# climbing eucalyptus trees



## Canyonbc (May 20, 2007)

Never have climbed eucalptus or cut them down...any thing special to them that should be known before entering these trees???

thanks 
mike


----------



## RedlineIt (May 21, 2007)

You're well to the south of me, but the ones around here have a tendancy toward included bark crotches that peel out really easily, definitely want to see your TIP if not spurring.

Wood fibre is long, soft, and stringy, I like to leave a bit more holding wood for good control, have heard of barberchairs, but I find they "pop" predictably. If you like to use the snap-cut to contol sections, you barely need to bypass your cuts.

I find I can treat them like a silver Maple that grew too fast.
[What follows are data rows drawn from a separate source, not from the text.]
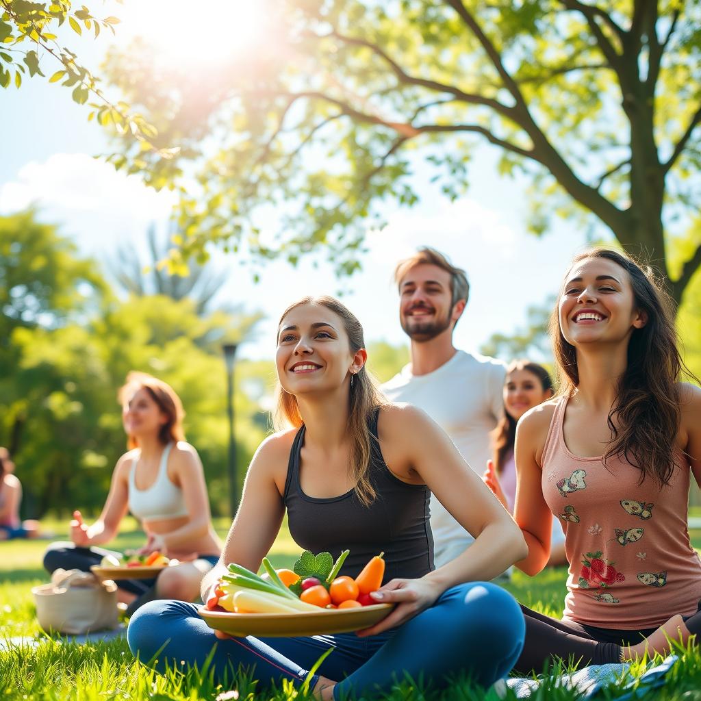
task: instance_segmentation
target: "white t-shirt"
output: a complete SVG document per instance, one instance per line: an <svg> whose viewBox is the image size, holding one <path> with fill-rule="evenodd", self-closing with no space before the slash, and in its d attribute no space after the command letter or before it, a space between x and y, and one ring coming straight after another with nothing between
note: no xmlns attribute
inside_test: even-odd
<svg viewBox="0 0 701 701"><path fill-rule="evenodd" d="M448 434L465 462L482 475L491 456L489 432L503 411L506 367L501 360L458 350L426 375L413 375L411 364L382 389L393 402L423 409ZM431 496L434 560L440 567L457 557L474 538Z"/></svg>

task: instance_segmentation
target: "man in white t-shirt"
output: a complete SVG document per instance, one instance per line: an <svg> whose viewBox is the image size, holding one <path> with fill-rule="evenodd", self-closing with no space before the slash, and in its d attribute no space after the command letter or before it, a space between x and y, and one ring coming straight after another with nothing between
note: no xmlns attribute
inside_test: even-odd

Would not be surprised to see Ekka or another Aussie chime in here, they've got some monster eucs, and a climate more similar to SoCal. (Wet here).


Oh, and bring a scoop shovel for clean-up. The crew will be raking up piles of little berries .


RedlineIt


----------



## Ekka (May 21, 2007)

Well, there's around 800 types which can react quite differently across climates and conditions.

Most are relatively heavy dense and reasonably strong timber, but do beware once getting down to smaller dia branches, say under 4".

Get in the good practice of having your rope around the main stem, rigging loads to be upon strongest axis (verticle) of pulley attachment.

Most eucs will come in at around the same log weight as oaks, heavy, keep that in mind.

Depending on species barberchairing is possible on forward weighted limbs or leaners, cut accordingly.

The bark usually gives way easy around the cut and wing cuts and so necessary. If you know the species etc post it.

Biggest problem I find over here cutting them is their high taper ratio ... like a 5" dia branch can be 40' long and when there's structures around makes for some creative rigging.


----------



## Canyonbc (May 21, 2007)

Alright cool...

thanks for all the advice...its a month or so before i am cutting down 5 of them all around 60 feet but lucky enough rigging shouldnt be bad....on the side of a road...next to a dirt lot...


----------



## techdave (May 23, 2007)

*Euc take down..watch for dead limbs falling*

Hi canyon, I have done a few TDs in the open.

I think the biggest thing is to check for dead limbs vibrating loose and becoming widowmakers above you while doing yuor cuts. Also watch for the wek crithces described above.

i am no Ekka or anything, but if yuo want a second set of eyes, i might be available depending on when you do the job.

if these are eastern SanDiego county, it would b wise to expect some damage due to the drought and the various insects.

Eucalyptus hills in Lakeside, and mainstreet Ramona had some big TDs in the last few years. ia have dropped a few in Lakeside, bu tthe biggest was only 28 inches dbh, so if yuo have monsters we would be in virgin territory.


Good luck, let me know. Dve in jamul..


----------



## Canyonbc (May 23, 2007)

Thanks techdave..

these eucs...are actually in Sacramento...i attend Sonoma State Univ, work up here and work hard during the summer... but one of my friends parents asked me to cut them down for them...

so i will do it basically for free, but i enjoy it all


----------



## techdave (May 24, 2007)

*have fun with Eucs....*

Sacramento is just a LITTLE farther north than north county. LOL.


----------



## Canyonbc (May 24, 2007)

umm...yah...i would agree

what ya know just a short 600 miles or soo...

good times lol


----------



## Yeahman (May 26, 2007)

Watch out for Koalas.


----------



## Canyonbc (May 27, 2007)

haha

well i have never been to brisbane

but i am pretty sure in Sacramento....i wont be fighting to many koalas in the eucs....

but hey ya never know right...lol

Our koalas...something you have to watch out for when working?? Ever?


----------



## Yeahman (May 28, 2007)

yeah Koalas in trees can be an issue. Not because they are aggresive or anything. From a conservationist's stand point, it can be considered WRONG. 

We spot a Koala in the tree we will be working in, we leave it and come back another day to sort out. 

had a possum once in a hollow on a dead Ironbark, we took the braches out and were blocking down the trunk before we noticed it. decided to relocate him, i tried to catch it but got bitten. the trunk still stands (on public land)to this day with a lovely sign that reads "Possum Habitat"........if only they knew the truth.


Seriously.....Eucs are comon as here and are the majority of the trees that get climbed. only thing i find is that sometimes the branches don't swing in when you topcut them, and can fall horizontal as though you cut straight through. 


Like Ekka said...Heavy timber. holds lots of water. i've heard once about a log slipping out of it's bark while being rigged. 

Tkae care mate


----------